Racing cayó 3 a 1 como local ante Colón de Santa Fe y desperdició una chance inmejorable de clasificarse a la Copa Libertadores 2019. 

Un camino de clasificación menos. Si bien fue mérito de La Academia haber llegado hasta esta instancia con alguna posibilidad de ingreso a la próxima Libertadores, el marco anoche era perfecto porque dependía de sí mismo. Se enfrentaba a un rival de poca jerarquía y de campaña muy irregular, nada más ni nada menos que en el Cilindro.  Hasta el empate le servía al conjunto de Avellaneda pero resultó ser una inesperada derrota y ahora las vías de clasificación son reducidas: deberá ganar la Copa Libertadores actual o coronarse en la Copa Argentina. Pero… ¿Por qué Racing perdió con el Sabalero?

  • El equipo está agotado físicamente. Esta es una de las causas más importantes del bajón futbolístico en el tramo final del campeonato.

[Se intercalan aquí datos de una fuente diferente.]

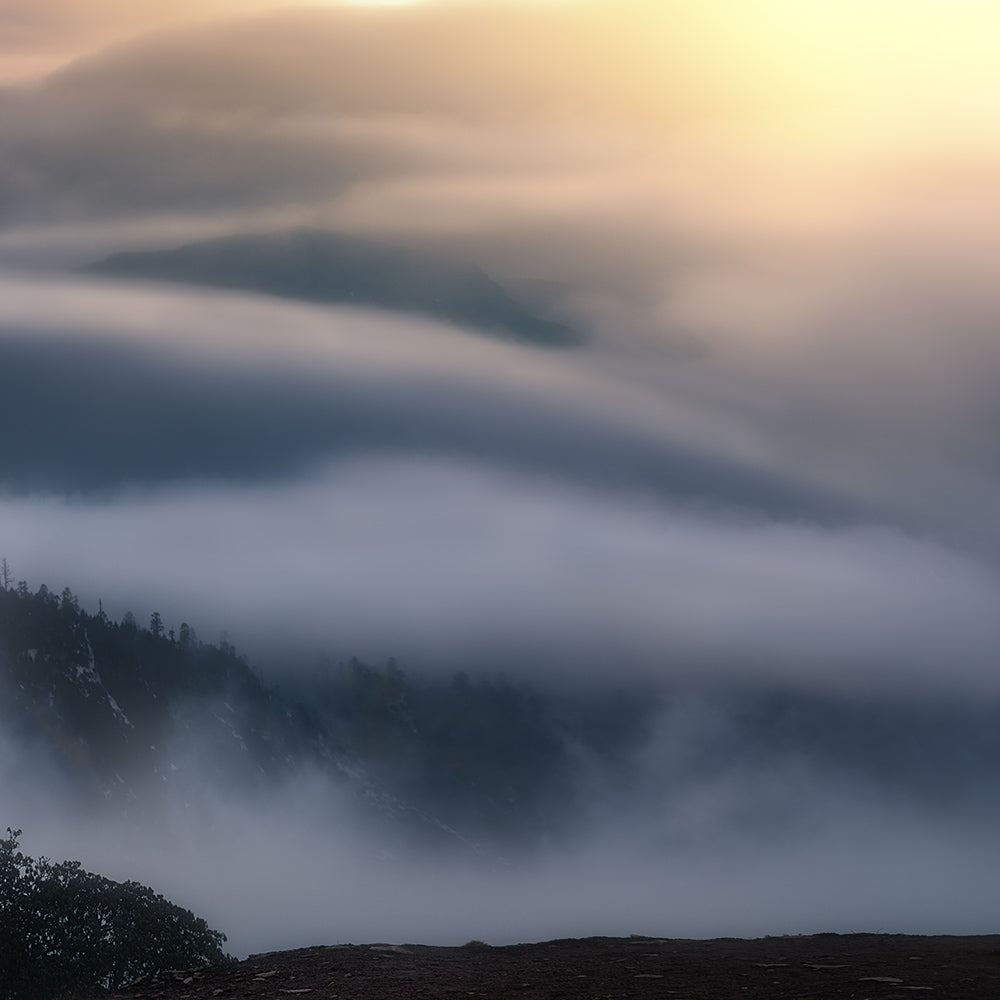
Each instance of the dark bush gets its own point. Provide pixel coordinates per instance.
(64, 929)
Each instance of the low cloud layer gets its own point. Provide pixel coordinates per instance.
(385, 486)
(771, 468)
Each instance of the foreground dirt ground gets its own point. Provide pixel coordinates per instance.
(820, 967)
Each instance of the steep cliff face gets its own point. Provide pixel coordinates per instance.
(133, 717)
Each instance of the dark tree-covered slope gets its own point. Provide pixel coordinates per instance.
(318, 266)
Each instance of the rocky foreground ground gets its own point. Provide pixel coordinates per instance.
(819, 967)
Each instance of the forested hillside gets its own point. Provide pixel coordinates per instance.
(129, 712)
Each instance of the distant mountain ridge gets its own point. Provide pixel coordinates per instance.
(315, 265)
(127, 715)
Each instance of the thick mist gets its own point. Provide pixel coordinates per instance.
(760, 494)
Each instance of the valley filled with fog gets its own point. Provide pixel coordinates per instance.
(583, 489)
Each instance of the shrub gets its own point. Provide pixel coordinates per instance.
(64, 929)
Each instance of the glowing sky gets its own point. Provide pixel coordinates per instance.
(773, 461)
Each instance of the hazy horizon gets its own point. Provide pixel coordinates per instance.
(769, 465)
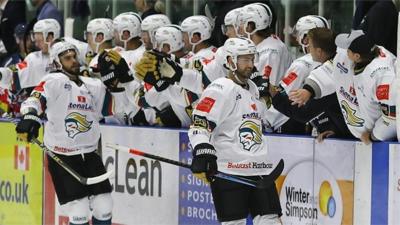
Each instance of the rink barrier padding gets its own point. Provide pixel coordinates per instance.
(346, 182)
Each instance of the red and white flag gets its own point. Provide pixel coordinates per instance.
(21, 157)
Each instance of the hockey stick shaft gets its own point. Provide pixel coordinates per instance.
(76, 175)
(221, 175)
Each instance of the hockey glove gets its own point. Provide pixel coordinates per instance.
(28, 127)
(107, 72)
(146, 70)
(204, 163)
(167, 118)
(122, 70)
(170, 70)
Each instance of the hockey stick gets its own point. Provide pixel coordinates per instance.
(264, 182)
(82, 180)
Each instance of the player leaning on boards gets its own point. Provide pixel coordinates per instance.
(73, 105)
(226, 135)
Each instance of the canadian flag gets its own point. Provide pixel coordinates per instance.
(21, 157)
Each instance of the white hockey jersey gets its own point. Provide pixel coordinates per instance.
(366, 99)
(73, 112)
(377, 96)
(274, 59)
(342, 76)
(293, 79)
(298, 71)
(321, 80)
(212, 60)
(236, 117)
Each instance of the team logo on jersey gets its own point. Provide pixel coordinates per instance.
(350, 116)
(250, 134)
(342, 68)
(76, 123)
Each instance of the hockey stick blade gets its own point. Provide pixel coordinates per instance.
(76, 175)
(268, 180)
(265, 182)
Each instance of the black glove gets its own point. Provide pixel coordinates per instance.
(322, 123)
(170, 70)
(28, 127)
(122, 71)
(204, 163)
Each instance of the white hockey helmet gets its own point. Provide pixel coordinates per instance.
(128, 21)
(198, 24)
(59, 48)
(306, 23)
(100, 26)
(151, 23)
(258, 13)
(47, 26)
(171, 35)
(231, 19)
(235, 47)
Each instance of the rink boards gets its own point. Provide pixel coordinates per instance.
(334, 182)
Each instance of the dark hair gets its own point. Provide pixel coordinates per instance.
(371, 55)
(324, 39)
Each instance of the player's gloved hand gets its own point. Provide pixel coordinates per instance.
(265, 96)
(89, 56)
(107, 72)
(146, 70)
(204, 163)
(170, 70)
(122, 71)
(28, 127)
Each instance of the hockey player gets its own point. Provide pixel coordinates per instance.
(362, 77)
(173, 103)
(324, 113)
(200, 72)
(36, 64)
(297, 72)
(226, 135)
(73, 105)
(374, 75)
(149, 26)
(255, 23)
(127, 32)
(196, 33)
(99, 34)
(255, 20)
(231, 25)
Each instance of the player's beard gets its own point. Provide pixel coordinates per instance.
(245, 73)
(73, 70)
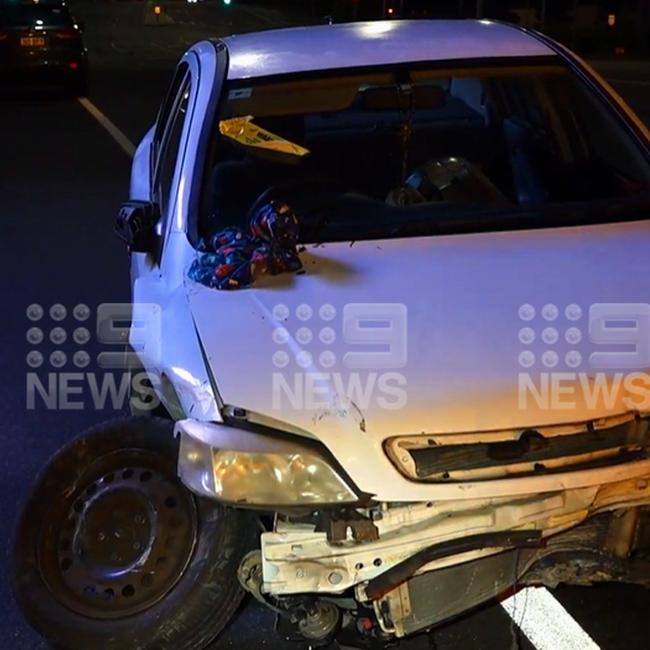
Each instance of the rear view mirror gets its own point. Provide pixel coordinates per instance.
(135, 225)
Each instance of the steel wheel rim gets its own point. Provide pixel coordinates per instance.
(120, 539)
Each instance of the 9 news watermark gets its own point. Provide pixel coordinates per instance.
(593, 357)
(80, 358)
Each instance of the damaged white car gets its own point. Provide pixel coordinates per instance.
(390, 286)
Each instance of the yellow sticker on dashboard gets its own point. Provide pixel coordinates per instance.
(243, 131)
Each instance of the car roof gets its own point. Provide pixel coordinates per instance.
(385, 42)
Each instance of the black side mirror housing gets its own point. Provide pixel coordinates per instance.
(135, 225)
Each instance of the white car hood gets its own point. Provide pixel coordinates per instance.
(467, 299)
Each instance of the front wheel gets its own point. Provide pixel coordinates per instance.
(112, 551)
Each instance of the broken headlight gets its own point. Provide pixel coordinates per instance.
(248, 468)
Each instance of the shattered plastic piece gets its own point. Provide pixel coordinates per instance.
(243, 131)
(234, 259)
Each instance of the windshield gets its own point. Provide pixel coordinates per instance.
(24, 15)
(362, 156)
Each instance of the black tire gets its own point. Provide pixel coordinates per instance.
(195, 607)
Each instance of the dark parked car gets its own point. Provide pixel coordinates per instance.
(41, 42)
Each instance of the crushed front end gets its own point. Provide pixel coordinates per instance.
(544, 506)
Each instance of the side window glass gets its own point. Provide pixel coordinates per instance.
(165, 113)
(170, 148)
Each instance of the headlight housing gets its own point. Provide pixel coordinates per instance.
(247, 468)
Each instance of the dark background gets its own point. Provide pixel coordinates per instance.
(62, 178)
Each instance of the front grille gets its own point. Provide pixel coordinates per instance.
(519, 453)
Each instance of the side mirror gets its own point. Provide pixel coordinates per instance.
(135, 225)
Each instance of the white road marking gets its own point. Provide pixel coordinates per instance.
(546, 624)
(113, 131)
(629, 82)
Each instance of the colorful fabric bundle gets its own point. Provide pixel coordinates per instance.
(234, 259)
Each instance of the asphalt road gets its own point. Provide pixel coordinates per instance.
(62, 178)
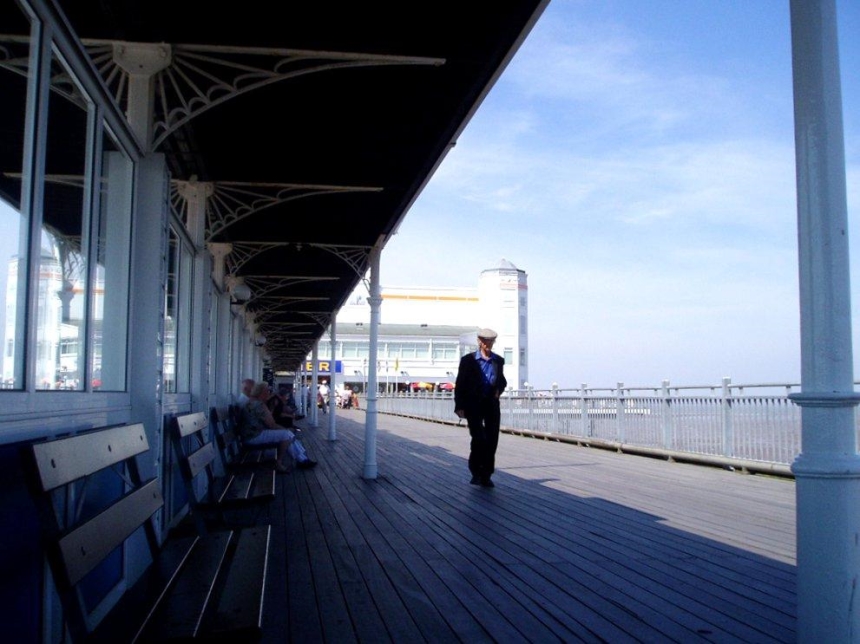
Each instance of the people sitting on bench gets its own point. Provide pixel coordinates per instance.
(282, 411)
(260, 428)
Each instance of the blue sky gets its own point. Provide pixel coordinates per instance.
(636, 159)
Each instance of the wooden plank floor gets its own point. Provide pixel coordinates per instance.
(573, 544)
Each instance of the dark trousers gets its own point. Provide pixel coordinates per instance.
(484, 430)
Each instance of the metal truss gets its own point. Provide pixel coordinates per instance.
(356, 257)
(199, 77)
(233, 201)
(262, 285)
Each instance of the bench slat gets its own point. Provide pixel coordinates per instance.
(264, 485)
(240, 608)
(64, 460)
(183, 611)
(85, 547)
(239, 487)
(200, 458)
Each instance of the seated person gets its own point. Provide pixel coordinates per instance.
(260, 428)
(283, 414)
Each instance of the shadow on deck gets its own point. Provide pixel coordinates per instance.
(573, 544)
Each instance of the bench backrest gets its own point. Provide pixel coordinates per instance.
(199, 455)
(62, 471)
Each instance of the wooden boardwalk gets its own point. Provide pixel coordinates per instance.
(573, 544)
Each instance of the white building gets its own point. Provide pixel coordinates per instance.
(424, 331)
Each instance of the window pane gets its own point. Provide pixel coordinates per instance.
(171, 313)
(109, 340)
(14, 76)
(183, 323)
(60, 339)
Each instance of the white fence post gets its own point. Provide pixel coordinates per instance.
(583, 408)
(667, 416)
(728, 430)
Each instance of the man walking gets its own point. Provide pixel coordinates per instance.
(480, 382)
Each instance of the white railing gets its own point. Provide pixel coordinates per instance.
(754, 423)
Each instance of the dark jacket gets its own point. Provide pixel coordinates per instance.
(468, 390)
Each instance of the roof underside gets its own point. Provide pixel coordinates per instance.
(325, 122)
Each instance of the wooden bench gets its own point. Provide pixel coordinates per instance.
(235, 454)
(93, 503)
(197, 459)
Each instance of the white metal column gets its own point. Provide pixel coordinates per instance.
(332, 408)
(315, 354)
(372, 395)
(196, 195)
(827, 470)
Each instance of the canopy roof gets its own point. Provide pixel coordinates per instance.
(315, 124)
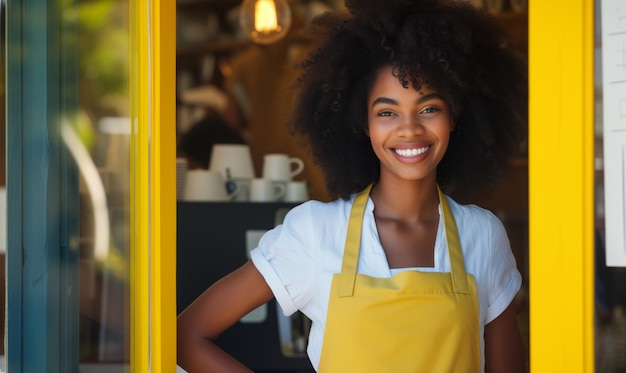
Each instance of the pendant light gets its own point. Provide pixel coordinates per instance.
(265, 21)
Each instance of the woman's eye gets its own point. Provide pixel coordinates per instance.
(429, 110)
(385, 113)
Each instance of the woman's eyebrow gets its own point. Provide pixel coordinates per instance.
(390, 101)
(430, 96)
(384, 100)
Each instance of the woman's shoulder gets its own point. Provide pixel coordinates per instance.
(320, 212)
(473, 214)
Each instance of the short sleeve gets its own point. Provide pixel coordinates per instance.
(505, 279)
(285, 258)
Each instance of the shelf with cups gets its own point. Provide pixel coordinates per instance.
(231, 178)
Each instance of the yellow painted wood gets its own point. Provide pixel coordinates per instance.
(561, 185)
(163, 289)
(153, 186)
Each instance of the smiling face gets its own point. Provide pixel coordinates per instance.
(409, 129)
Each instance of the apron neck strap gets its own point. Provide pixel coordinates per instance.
(457, 265)
(353, 245)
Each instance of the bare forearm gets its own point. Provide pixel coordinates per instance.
(203, 356)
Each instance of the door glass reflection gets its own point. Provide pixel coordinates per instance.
(104, 131)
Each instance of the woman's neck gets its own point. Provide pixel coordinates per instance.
(410, 201)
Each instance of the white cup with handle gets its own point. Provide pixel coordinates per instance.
(234, 161)
(264, 190)
(281, 167)
(206, 186)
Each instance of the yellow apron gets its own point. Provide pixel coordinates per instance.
(412, 322)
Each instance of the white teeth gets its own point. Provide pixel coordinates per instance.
(411, 152)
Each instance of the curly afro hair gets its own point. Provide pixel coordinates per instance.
(448, 44)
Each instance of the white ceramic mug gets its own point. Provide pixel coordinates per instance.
(203, 185)
(280, 167)
(264, 190)
(234, 157)
(296, 191)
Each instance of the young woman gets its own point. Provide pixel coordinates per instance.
(403, 103)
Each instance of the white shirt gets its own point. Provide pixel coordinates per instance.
(299, 258)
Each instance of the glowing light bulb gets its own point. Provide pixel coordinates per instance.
(265, 21)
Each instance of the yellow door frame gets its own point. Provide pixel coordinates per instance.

Más allá de que haya conseguido victorias importantísimas ante Estudiantes de La Plata y frente a Arsenal, el nivel no fue el deseado. Jugó bien por momentos y logró los triunfos, poco más que eso. El problema es que cuando tu principal rasgo es la intensidad con la que desarrollas tu patrón de juego, al estar sin más resto físico, la dinámica decayó considerablemente. Se le fue diluyendo su vértigo característico por la acumulación de partidos que tuvieron los protagonistas.

 

  • Decayó su volumen de juego. El primer punto se relaciona directamente con este porque al perder tu sello distintivo por agotamiento físico, el nivel del equipo automáticamente entró en una meseta. Perdió velocidad y potencia de mitad de cancha hacia arriba y por momentos se volvió muy estático. Predecible para los oponentes.  Además algunos rendimientos individuales importantes para la gestación de movimientos en ofensiva sufrieron un bajón y el equipo lo sintió.

 

  • Las lesiones de Neri Cardozo y Nery Domínguez. Piezas claves para el funcionamiento de este nuevo Racing. El primero venía arrastrando de hace tiempo algunas dolencias que luego lo alejaron de la cancha por un par de fechas y a partir de ahí no volvió a ser el mismo. Volvió a formar parte del once titular pero su nivel lejos estuvo del que demostró en el inicio de la temporada. Era quien manejaba los hilos y los tiempos del equipo. Su notable desgaste físico para colaborar en labores defensivas fue desgastándolo hasta recaer en el banco de suplentes. El caso de Nery Domínguez es distinto porque fue y es el jugador más regular que tiene este plantel y uno de los refuerzos más destacados sin ninguna duda. Es quien ordena el juego y a sus compañeros. Quién limpia la jugada y le da claridad a las transiciones de defensa a ataque. La única coincidencia con la situación de Nery es que la acumulación de partidos también le jugaron en contra. Tuvo la mala fortuna de lesionarse justo para la recta final. Su rol es el más sobresaliente de todos y por tal motivo su ausencia es muy difícil de suplirla.

 

  • Plantel corto. Es un detalle que se viene argumentando desde hace tiempo. Racing tiene un muy buen equipo pero un mal plantel y no por nombres sino por la conformación del mismo. Es reducido para la exigencia y las competencias en las que participa la institución. Además algunas piezas de recambio no están a la altura de los once que salen a la cancha. Así como el club fue a buscar jerarquía en el último mercado de pases, ahora deberá hacer lo mismo para ampliar los recursos del cuerpo técnico.

 

  • Flojas actuaciones individuales. Los rendimientos de Diego González, Matías Zaracho, Renzo Zaravia, Alexis Soto y Lautaro Martínez, por citar algunos ejemplos, no fueron los esperados. Los laterales que resultan ser muy importantes para darle amplitud y extensión al planteo del equipo, no tuvieron la misma injerencia que fechas atrás. Ambos muy imprecisos. Zaracho y El Pulpo no tuvieron la participación deseada. Les faltó imaginación y lucidez para comandar la elaboración de jugadas en ataque. Erráticos y de poca influencia en el desarrollo. El Toro fue perdiendo peso en los partidos. La Selección pareciera haberle absorbido sus fuerzas. No es fácil manejar tantas presiones juntas y esto lo pudo haber complicado internamente.

 

  • Pésimo primer semestre. El débil andar del equipo de Diego Cocca en el 2017 tiene también su cuota de participación en este análisis. Los escasos resultados obtenidos, la poca rebeldía, el malo rendimiento futbolístico y el frágil carácter demostrado en la primera etapa del campeonato fue muy difícil de remontar.